Na audiência pública, coube à arquiteta Gisele Vargas, funcionária da Diretoria de Planejamento Urbano da Secretaria Municipal de Meio Ambiente, Urbanismo e Sustentabilidade (Smamus), compartilhar a apresentação do projeto com Rodolfo Fork, arquiteto do empreendimento.

Em determinado momento, Gisele citou as contrapartidas do empreendedor em função dos benefícios pela alteração do regime urbanístico: a realização de projeto urbanístico na orla de Belém Novo; a qualificação de equipamentos públicos comunitários e a “doação antecipada do lote destinado à estação de tratamento”.

A arquiteta da Prefeitura, porém, não fez qualquer menção à construção da ETA independente da realização do empreendimento imobiliário, como afirma o DMAE.

Em maio deste ano, um folheto apócrifo intitulado “A verdade sobre a fazendo do Arado – a comunidade em primeiro lugar” (confira no final da reportagem), foi distribuído nas caixas de correspondência dos moradores de Belém Novo. Entre as informações apresentadas como supostos benefícios e melhorias que o empreendimento trará para a região, também consta a “viabilização da estação de tratamento de água, gerando abastecimento de água para 300 mil pessoas”.

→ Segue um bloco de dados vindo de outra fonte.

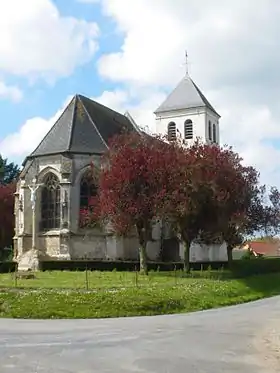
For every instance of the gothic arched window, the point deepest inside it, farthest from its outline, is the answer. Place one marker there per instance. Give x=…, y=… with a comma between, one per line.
x=50, y=203
x=88, y=190
x=188, y=129
x=214, y=133
x=209, y=131
x=171, y=131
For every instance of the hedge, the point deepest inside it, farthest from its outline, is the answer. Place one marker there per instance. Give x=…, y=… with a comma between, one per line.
x=240, y=268
x=6, y=267
x=252, y=267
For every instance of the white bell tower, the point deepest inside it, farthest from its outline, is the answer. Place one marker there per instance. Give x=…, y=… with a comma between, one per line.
x=186, y=113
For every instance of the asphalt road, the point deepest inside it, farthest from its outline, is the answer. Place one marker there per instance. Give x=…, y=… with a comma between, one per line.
x=236, y=339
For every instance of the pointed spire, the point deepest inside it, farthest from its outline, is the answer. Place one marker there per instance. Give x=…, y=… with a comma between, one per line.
x=186, y=63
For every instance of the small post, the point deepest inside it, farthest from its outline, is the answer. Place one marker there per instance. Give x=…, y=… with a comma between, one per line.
x=15, y=274
x=87, y=287
x=136, y=277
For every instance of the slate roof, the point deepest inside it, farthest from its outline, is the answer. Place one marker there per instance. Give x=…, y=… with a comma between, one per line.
x=84, y=127
x=185, y=96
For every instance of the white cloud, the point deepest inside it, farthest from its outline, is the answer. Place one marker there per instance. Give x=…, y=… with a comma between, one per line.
x=19, y=144
x=10, y=92
x=233, y=53
x=38, y=42
x=233, y=56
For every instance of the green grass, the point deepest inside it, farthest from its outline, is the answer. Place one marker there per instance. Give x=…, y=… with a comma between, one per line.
x=161, y=294
x=102, y=280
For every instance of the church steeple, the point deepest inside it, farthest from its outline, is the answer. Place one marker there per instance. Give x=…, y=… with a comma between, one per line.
x=187, y=112
x=186, y=63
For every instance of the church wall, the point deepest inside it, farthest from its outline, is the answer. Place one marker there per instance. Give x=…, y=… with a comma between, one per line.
x=206, y=253
x=88, y=247
x=197, y=116
x=80, y=163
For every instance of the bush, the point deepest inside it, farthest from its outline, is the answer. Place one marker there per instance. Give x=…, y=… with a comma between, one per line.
x=256, y=266
x=7, y=267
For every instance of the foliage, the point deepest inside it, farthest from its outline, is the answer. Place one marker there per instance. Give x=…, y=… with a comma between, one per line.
x=192, y=294
x=134, y=185
x=212, y=193
x=90, y=215
x=7, y=215
x=9, y=172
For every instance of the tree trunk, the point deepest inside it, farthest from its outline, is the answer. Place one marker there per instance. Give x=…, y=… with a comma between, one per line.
x=143, y=260
x=187, y=267
x=229, y=254
x=142, y=235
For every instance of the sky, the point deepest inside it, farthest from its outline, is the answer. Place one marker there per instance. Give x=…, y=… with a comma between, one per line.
x=129, y=54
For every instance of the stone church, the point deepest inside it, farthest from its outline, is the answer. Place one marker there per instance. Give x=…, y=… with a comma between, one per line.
x=54, y=187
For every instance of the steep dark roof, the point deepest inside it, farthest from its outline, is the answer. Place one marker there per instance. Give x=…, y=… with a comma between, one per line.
x=185, y=96
x=84, y=127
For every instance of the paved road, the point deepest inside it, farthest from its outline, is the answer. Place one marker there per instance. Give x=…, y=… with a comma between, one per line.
x=235, y=339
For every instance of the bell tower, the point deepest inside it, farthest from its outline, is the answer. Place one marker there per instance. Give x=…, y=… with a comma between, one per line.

Segundo o DMAE, a área de 9,4 hectares prevista para ser doada para a construção da ETA Ponta do Arado foi declarada de utilidade pública pelo decreto número 18.732 de junho de 2014, recentemente renovado pelo decreto de número 21.036 de maio deste ano. O DMAE diz ainda que a realização da construção da ETA já possui licenciamento ambiental amparado pelo número 0010/2021, emitido pela Fundação Estadual de Proteção Ambiental (Fepam).

O DMAE explica que se o projeto sair do papel, a área será doada ao órgão como contrapartida, e se o empreendimento imobiliário não acontecer, o DMAE efetivará a compra da área, avaliada atualmente em R$ 4,5 milhões – menos de 2% da obra da ETA Ponta do Arado e de todo o sistema de abastecimento planejado para região, estimado em cerca de R$ 240 milhões.

“O novo Sistema de Abastecimento de Água (SAS) Ponta do Arado irá beneficiar 16 bairros das zonas Sul, Extremo-Sul e Leste, incluindo a Lomba do Pinheiro, que sofre com desabastecimento, principalmente no verão, quando há alto consumo. O Departamento estuda desde 2012 ampliar a produção de água para suprir o déficit de abastecimento da região. A construção do novo Sistema de Abastecimento de Água na região conhecida como ‘Fazenda do Arado’, irá acontecer mesmo que o empreendimento urbanístico não seja viabilizado”, enfatiza o DMAE.

Apesar das afirmações do órgão, na audiência pública o prefeito Melo, ao citar os problemas de abastecimento da região, destacou a importância que a ETA Ponta do Arado terá e deu a entender que a melhoria será consequência da aprovação do empreendimento imobiliário.

“É um terreno que está nessa área e tem a destinação pro DMAE pra finalidade dessa obra, que vai qualificar o abastecimento de água extremamente importante pra cidade”, disse, sem explicar que a obra já está garantida pelo DMAE.

O modo como a Prefeitura trata o tema da nova ETA para obter apoio dos moradores da região ao empreendimento tem sido criticado por moradores de Belém Novo contrários aos projeto.

“É mais uma mentira que está sendo espalhada por aí”, afirma Mateus Gus, integrante do coletivo Ambiente Crítico. Para ele, se o DMAE tiver que concretizar a compra da área, o valor do terreno será irrisório em comparação com o investimento total no novo sistema de abastecimento. “É uma total mentira, não existe um avanço na ETA por causa do empreendimento”, sentencia.